Jeff Fenton, eSight's director of marketing, said people often compare it to the visor worn by Geordi La Forge on Star Trek: The Next Generation — an instrument that allowed the La Forge character, who was totally blind, to see even better than people with normal vision.
"They're not totally off," Fenton said.
Essentially, a high resolution camera in the centre of the glasses captures what's in front of the person wearing them. Then, the glasses display the image on Organic Light Emitting Diode (OLED) screens in front of the person's eyes.
The technology helps people who have low vision or who are legally blind.
Since he first got a pair of the glasses a year and a half ago, LaCroix has been to a Toronto Raptors game, an AC/DC concert, and he was able to see his younger brother play hockey for the first time. Earlier this month, he hit the court with two of the Harlem Globetrotters.
"It was really cool to meet them," LaCroix said. "They were really funny."
Herbert 'Flight Time' Lang and Shane 'Scooter' Christensen spent the day with the 13-year-old, going up the CN Tower and shooting hoops on the Air Canada Centre's practice court.
"It was just such a perfect fit for an organization who wants to give an experience to someone who would have otherwise not been able to experience it," Fenton said.
"We were going up the elevator and Ethan is looking out the window and it was just — you sort of pinch yourself in that moment because he's seeing the city."
Glasses not covered
According to the Canadian National Institute for the Blind, nearly 187,000 Ontario residents live with vision loss or partial sight.

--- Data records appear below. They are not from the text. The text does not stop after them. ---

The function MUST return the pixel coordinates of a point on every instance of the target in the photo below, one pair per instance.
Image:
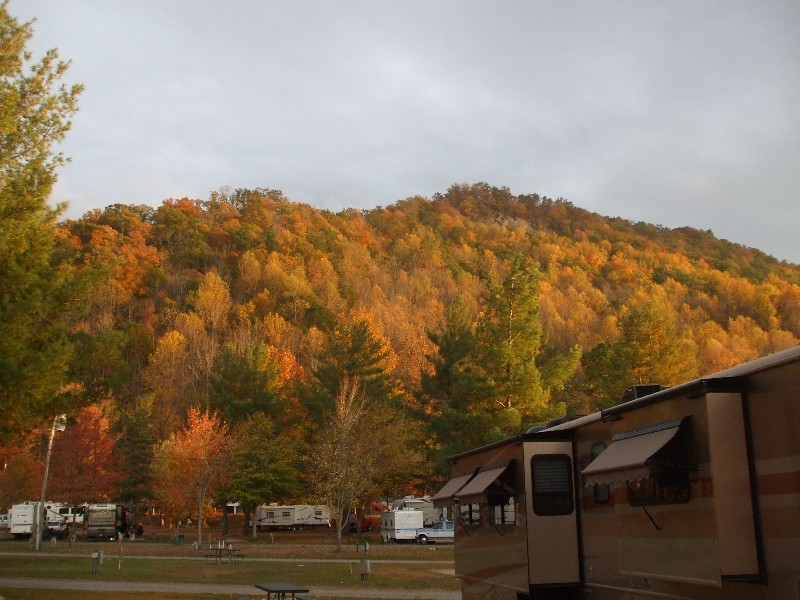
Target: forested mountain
(467, 316)
(250, 347)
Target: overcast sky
(675, 113)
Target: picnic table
(224, 551)
(281, 589)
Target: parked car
(441, 532)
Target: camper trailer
(685, 493)
(104, 521)
(21, 518)
(295, 516)
(430, 513)
(400, 524)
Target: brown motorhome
(690, 492)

The province's Assistive Devices Program covers some visual aids, like white canes and magnifiers, but eSight glasses aren't covered under the Ontario Health Insurance Plan (OHIP).
The latest pair costs about $13,500. Fenton said the company has a fundraising department that helps people buy the eyewear using platforms like crowdfunding.
LaCroix's mother, Margaret LaCroix, told CBC Toronto she was emotional watching her son put on the glasses for the first time.
"It was amazing just to see that he could see all those things he's never really seen before."
As for Ethan, he said he can't wait to see what's next for vision technology.
"I'm looking forward to seeing what the next ones look like and how well they'll be built in the future."